The benefits described by Brecksville-Broadview Heights school district’s STEM Education overview video demonstrate that key skills are instilled into STEM students. The high engagement and problem solving that come with the STEM learning experience transforms students into curious learners able to achieve great things. Students learn to perform and core benefits include collaboration, communication, research, problem solving, critical thinking, and creativity. These skills are a benefit in any environment in the future whether it be in corporate America, medicine, or engineering.
Outside of the classrooms it was mentioned that competitions, internships, and more research is required.
With the many changes to supporting the STEM experience, schools should be organized to provide an integrated STEM experience and better prepare students for our future.
“Take kids to hands on science museums.” Rob Stephenson quoted during his Ted talk titled Developing 21st Century Problem Solvers. As of March 2014 eight states have adopted the Next Generation Science Standards and he said that we can push our State Boards of Education to continue this trend and adopt these standards.
The STEM Race Is Underway
Stephenson said that, “if we work together we can preserve, protect, and foster children’s natural desire to discover and invent and for that next little Albert out there he will also learn how to persevere and innovate.”
One of the most important things Stephenson stated is that there is a global STEM race underway right now, and the whole world is the stage for STEM.
Our current standing as 17th in Science and 25th in Mathematics internationally demonstrates the need to push STEM harder and look for more integration of STEM into classrooms from elementary schools to high schools.
The US economy will benefit with an increase to wages that will fuel prosperity, greater spending and investing. Additionally, the innovations and advancements in areas such as technology and medicine will continue to make this world a better place.
Is STEM For Everyone?
Of course STEM is not the answer for everyone.
It is best to research and explore if any STEM occupations align to your interests. If you are uncertain and undecided on Major or Career then it is definitely worth evaluating very closely this list.
If you are already started down a path, it may still be worth a look to compare the STEM jobs and required paths. If you are working, for example, in a job that you do not enjoy then evaluate the occupations and the paths required to get there. It may just be worth it.
If everyone did STEM we would face a certain economics riddle of more supply than demand which has a way of forcing corrections. I do believe that many will continue to steer clear because they may not have the interest, aptitude, or intellect to pursue STEM careers. Innovation will continue to spur more research which will continue to spur job creation and growth in a positive cycle that should last several decades. We are still in the gold rush era of the internet as we move into the Internet of Things.

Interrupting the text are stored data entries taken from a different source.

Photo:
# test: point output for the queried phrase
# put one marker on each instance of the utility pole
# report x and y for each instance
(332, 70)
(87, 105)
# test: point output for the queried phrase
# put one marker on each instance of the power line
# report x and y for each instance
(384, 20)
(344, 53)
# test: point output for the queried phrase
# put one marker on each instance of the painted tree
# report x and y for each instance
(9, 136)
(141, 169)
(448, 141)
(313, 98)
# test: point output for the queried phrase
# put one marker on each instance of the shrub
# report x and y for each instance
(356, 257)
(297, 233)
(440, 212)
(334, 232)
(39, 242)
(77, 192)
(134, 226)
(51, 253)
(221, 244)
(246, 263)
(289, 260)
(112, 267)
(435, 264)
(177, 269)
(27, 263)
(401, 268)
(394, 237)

How Do I Move Into STEM Major Or Career?
You can start identifying strengths and interests in middle or high school. There are programming, math, engineering, and science courses available. Some have varying degrees of difficulty. If you have a high aptitude and interest level in any STEM courses you can dig in a bit further to understand its path.
Many STEM careers require at least a bachelors degree so you should plan on going to college. You should evaluate what colleges offer the most options for your interests. You will want to be sure you have developed strong thinking and communication skills.
One important point is to get experience before graduation. It will increase your value and improve your odds of gaining one or more favorable offers at graduation, whether it be undergraduate or graduate school. You do not want to go through and have NO experience. Look for projects, research opportunities, internships, and jobs. There are many options available through your school that need to be fully explored. It is key to network and build a bunch of relationships you can call on when needed in the future.